Over the last few years, however, monitoring vendors have merged and begun to offer product packages that encompass all three major categories of IT monitoring data: logs, metrics and traces, along with AIOps-driven correlations between them. In their most recent product releases in 2021, DevOps monitoring vendors such as New Relic and Dynatrace added interfaces that target the so-called full-stack developer, reflecting how common that role has become.
Among IT organizations such as Mendix, a division of Siemens that markets a low-code application development platform, this broader market maturation process has also played out internally. Until six months ago, the team that runs the Mendix PaaS platform used a mix of monitoring tools, now also known as observability tools, including Grafana, Prometheus, Datadog and AppDynamics.
Maarten SmeetsVice president of R&D of cloud deployment and operations, Mendix
But as the platform grew to encompass more than 4,000 customer apps running in 10 global AWS regions, as well as private data centers, and on both Kubernetes and Cloud Foundry container infrastructure, the team decided to eliminate all monitoring and observability tools other than Datadog.
The Mendix infrastructure would remain complex, but the company's engineers believed they could at least simplify how they tracked its performance, freeing up developers to focus on more strategic work.
"Due to the large scale that we have, we want to have our people innovate as much as possible -- we want to automate the boring work," said Maarten Smeets, vice president of R&D of cloud deployment and operations at Mendix. "And observability is boring."
Datadog consolidation slashes troubleshooting time
Datadog stood out at Mendix because it's easy to integrate into developers' CI/CD pipelines and is familiar to most of the Mendix DevOps team, Smeets said. That made it well suited to the way the IT organization is set up, where software engineers don't want to rely on a central platform engineering or site reliability engineering team that could become a bottleneck to deployments.
Datadog was straightforward enough for developers to use on their own and covered a variety of back-end infrastructure components equally well, from Amazon services to Cloud Foundry on premises. Its interface is accessible to less technical participants in the software release workflow, but engineers can also use it to dig deep into specific data sets.
But the biggest benefit of the move to Datadog came from the consolidation itself, rather than the particular tool the company chose, Smeets said.
"They all do something well," Smeets said of Datadog's competitors. "The one thing that Datadog does really well is it speaks the language of the people who are actually using it."
Over the last six months, Mendix deployed Datadog's monitoring agent to collect logs, metrics and application traces. This made data gathering faster and more efficient, and all these data types are now displayed together on dashboards that Mendix teams can share, making collaboration easier. Datadog's Log Patterns AIOps feature also helped quickly pinpoint the root cause of issues.

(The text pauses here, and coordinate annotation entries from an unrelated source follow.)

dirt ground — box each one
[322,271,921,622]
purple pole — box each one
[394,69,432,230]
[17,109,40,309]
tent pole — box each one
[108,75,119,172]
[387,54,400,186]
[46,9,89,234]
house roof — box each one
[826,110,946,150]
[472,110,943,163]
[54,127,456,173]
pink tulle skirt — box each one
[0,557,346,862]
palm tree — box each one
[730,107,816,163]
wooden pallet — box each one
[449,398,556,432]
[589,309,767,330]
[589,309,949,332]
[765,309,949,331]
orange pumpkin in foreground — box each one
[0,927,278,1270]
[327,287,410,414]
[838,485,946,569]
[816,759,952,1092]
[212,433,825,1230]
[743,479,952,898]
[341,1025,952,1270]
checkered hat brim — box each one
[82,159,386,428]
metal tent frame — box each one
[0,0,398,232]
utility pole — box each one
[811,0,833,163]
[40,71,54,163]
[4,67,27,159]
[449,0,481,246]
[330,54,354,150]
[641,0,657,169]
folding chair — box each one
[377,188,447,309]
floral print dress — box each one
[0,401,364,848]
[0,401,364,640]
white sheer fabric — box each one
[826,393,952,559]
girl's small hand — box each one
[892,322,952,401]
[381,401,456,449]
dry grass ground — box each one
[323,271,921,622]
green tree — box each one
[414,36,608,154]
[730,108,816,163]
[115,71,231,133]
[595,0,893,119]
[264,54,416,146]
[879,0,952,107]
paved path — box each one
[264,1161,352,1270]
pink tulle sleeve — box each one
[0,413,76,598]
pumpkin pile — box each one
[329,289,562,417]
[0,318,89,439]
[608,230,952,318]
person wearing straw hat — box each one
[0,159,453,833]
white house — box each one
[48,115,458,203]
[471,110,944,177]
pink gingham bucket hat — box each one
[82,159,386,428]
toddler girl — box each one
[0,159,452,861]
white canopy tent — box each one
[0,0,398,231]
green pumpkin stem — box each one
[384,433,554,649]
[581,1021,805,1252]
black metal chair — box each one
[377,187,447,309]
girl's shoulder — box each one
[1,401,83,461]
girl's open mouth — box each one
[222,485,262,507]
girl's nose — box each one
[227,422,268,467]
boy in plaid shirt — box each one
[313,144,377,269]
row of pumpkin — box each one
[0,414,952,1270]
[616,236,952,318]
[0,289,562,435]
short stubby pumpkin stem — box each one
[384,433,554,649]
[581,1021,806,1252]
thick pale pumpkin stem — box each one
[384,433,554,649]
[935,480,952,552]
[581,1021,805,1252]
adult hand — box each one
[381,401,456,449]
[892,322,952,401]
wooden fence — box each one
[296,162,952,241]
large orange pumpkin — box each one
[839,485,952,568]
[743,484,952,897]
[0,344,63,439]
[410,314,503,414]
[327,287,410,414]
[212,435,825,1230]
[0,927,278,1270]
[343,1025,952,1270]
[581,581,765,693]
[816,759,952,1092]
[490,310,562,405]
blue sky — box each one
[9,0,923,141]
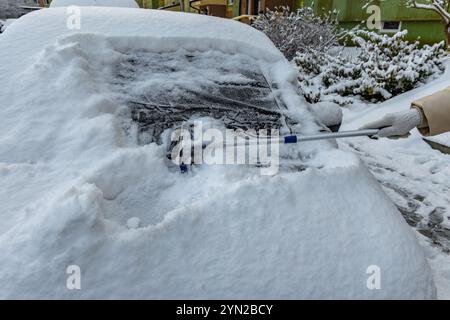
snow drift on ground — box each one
[340,61,450,299]
[50,0,139,8]
[0,8,435,299]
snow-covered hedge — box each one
[252,7,345,60]
[294,30,446,103]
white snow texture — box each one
[50,0,139,8]
[0,7,436,299]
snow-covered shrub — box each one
[294,30,446,102]
[252,7,345,60]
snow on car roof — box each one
[0,7,435,299]
[50,0,139,8]
[0,7,287,74]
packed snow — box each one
[50,0,139,8]
[339,60,450,299]
[0,7,436,299]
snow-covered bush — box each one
[294,30,446,102]
[252,7,345,60]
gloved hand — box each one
[361,108,424,137]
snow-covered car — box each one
[0,19,16,33]
[0,7,435,299]
[50,0,139,8]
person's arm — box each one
[412,87,450,136]
[361,87,450,137]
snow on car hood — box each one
[0,8,435,299]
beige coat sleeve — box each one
[412,87,450,136]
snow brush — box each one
[279,129,379,144]
[180,129,380,173]
[224,129,380,147]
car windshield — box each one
[113,49,285,143]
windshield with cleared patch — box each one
[109,49,292,143]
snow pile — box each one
[50,0,139,8]
[0,8,435,299]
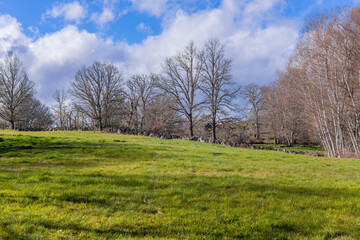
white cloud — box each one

"Before we used Datadog, we basically did log analysis and correlation with home-brewed tools, which was manual and error-prone, with long lead times," Smeets said. "Building our own observability tools is absolutely not something that I think should be our ambition."
When DevOps teams at Mendix still cobbled together their own monitoring tools, pinpointing the root cause of an issue was painstaking and slow, as engineers moved back and forth between separate tool interfaces, Smeets said. Now, troubleshooting typically takes minutes, with much of that correlation done automatically by the Datadog product.
"[Manually] finding correlations between different things going on in our complex infrastructure can take days," Smeets said. "We're now able spot the problem and fix it right away."